Give me your tired, your poor,
Your huddled masses yearning to breathe free,
The wretched refuse of your teeming shore.
Send these, the homeless, tempest-tossed to me.
I lift my lamp beside the golden door.
I believe it likely that many well meaning Americans don’t fully understand the powerful words above or the historical context of the anti-immigration hysteria that’s pervasive in this country today. After all, it’s not bigotry’s first assault on this country’s lofty ideals, as there have been other times when the denigration of an immigrant minority was the ammunition of choice for an elite class seeking to maintain their power and cultural purity. The similarities between the tactics and distortions of hate and exclusion that were used in the 1800’s and 1900’s and those in use today are eerily familiar. Unfortunately, it seems that in this case we may have not learned from history and unless the moral and compassionate forces that seek inclusion over exclusion prevail, we may be doomed to repeat it.

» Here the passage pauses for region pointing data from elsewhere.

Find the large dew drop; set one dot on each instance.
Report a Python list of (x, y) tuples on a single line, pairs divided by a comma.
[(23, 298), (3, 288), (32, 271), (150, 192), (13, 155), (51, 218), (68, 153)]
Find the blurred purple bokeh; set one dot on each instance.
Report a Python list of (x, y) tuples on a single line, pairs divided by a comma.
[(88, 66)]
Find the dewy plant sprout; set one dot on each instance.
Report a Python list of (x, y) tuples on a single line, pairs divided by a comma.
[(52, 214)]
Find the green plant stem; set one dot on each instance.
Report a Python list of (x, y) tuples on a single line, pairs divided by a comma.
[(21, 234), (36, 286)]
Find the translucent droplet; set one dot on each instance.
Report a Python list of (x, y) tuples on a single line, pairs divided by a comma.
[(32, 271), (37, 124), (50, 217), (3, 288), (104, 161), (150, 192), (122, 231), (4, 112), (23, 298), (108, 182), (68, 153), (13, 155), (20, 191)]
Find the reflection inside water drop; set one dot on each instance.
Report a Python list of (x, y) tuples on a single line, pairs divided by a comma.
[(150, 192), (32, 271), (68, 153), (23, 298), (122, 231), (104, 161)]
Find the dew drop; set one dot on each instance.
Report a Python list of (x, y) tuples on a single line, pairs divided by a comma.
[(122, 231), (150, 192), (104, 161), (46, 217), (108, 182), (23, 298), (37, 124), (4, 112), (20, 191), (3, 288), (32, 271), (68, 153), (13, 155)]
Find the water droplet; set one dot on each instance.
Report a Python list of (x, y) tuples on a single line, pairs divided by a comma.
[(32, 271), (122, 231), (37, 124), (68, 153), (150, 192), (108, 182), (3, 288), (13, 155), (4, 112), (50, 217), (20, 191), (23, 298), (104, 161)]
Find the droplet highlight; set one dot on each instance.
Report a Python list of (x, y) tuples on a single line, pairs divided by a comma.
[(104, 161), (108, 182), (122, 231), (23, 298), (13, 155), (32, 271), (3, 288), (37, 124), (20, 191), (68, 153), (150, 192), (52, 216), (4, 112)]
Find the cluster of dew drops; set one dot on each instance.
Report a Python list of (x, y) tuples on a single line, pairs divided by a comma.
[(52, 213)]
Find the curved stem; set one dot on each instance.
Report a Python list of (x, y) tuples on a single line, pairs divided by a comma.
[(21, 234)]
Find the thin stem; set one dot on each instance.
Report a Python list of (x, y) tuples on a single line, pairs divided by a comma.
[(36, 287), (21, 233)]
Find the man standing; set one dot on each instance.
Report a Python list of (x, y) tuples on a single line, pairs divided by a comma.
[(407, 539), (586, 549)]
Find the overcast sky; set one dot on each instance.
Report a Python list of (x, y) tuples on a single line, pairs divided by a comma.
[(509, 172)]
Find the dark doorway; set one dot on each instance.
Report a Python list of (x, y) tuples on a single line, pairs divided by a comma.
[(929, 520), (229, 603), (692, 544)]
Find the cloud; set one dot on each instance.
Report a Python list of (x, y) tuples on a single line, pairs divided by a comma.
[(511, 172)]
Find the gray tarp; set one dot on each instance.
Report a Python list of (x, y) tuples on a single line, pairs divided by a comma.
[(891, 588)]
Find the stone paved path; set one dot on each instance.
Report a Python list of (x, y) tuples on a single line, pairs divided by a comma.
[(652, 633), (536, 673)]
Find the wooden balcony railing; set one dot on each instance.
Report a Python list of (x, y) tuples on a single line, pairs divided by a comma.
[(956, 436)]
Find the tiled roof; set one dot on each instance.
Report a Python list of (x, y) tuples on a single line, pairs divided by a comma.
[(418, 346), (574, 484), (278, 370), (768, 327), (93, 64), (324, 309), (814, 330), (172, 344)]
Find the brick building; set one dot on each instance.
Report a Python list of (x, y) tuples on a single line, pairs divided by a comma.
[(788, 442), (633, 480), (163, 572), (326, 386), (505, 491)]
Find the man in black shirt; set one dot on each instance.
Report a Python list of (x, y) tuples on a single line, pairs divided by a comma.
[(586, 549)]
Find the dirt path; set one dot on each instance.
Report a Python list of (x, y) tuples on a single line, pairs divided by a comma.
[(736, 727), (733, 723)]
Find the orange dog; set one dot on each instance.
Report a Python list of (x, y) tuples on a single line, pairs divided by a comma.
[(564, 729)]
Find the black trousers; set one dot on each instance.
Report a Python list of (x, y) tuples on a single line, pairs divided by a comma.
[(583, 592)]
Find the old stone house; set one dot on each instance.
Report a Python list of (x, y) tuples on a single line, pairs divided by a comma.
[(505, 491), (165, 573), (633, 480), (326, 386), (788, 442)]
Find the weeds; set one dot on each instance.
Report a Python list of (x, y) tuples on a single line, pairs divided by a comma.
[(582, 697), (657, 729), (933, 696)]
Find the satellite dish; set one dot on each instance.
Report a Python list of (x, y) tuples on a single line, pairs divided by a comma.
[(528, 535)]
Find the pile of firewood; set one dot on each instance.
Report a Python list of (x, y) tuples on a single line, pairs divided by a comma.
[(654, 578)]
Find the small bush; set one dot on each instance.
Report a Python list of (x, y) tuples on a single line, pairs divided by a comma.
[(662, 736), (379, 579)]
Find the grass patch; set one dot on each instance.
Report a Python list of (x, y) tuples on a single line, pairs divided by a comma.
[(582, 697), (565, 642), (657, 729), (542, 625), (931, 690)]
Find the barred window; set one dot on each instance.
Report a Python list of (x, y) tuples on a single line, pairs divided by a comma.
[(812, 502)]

During the period of time immediately preceding the Civil War, there was a tremendous anti-immigrant backlash against the more than two million Irish who came to the United States seeking to escape the economic devastation and despair of the potato famine. Just like many Latino immigrants who come to this country today fleeing poverty and hunger, the Irish were disturbingly depicted by the white Anglo-Saxon Protestant majority of the time as dangerous invaders and racial outsiders that would change American culture forever.
A political party known as the American Party, or as they came to be known the Know-Nothings was even formed, with the anti-Irish immigrant movement their expressed reason-for-being. Its members argued that the nation's business owners needed to hire only true Americans and they fought to deny the Irish employment, believing erroneously that they took jobs from American workers, lowered wages and drained needed benefits from others. Sound familiar?
And just like today, they also used racial stereotypes to instill fear and hatred of the newcomers in Americans. The Irish were portrayed as filthy, lazy drunkards, a lethal charge at a time when Prohibition was rearing its ugly head, with I might add, significant political support. They also attempted to use economic fear to malign the Irish immigrants, a message that is pervasive in the anti-immigrant movement of today and more radical members of the American Party believed that the Irish Catholics intended to take over the United States. They accordingly supported and fought for new legislation that sought to bring to an end the immigration of the Irish to America. These included banning Catholics from being elected to public office and extending the period of naturalization from five to 21 years.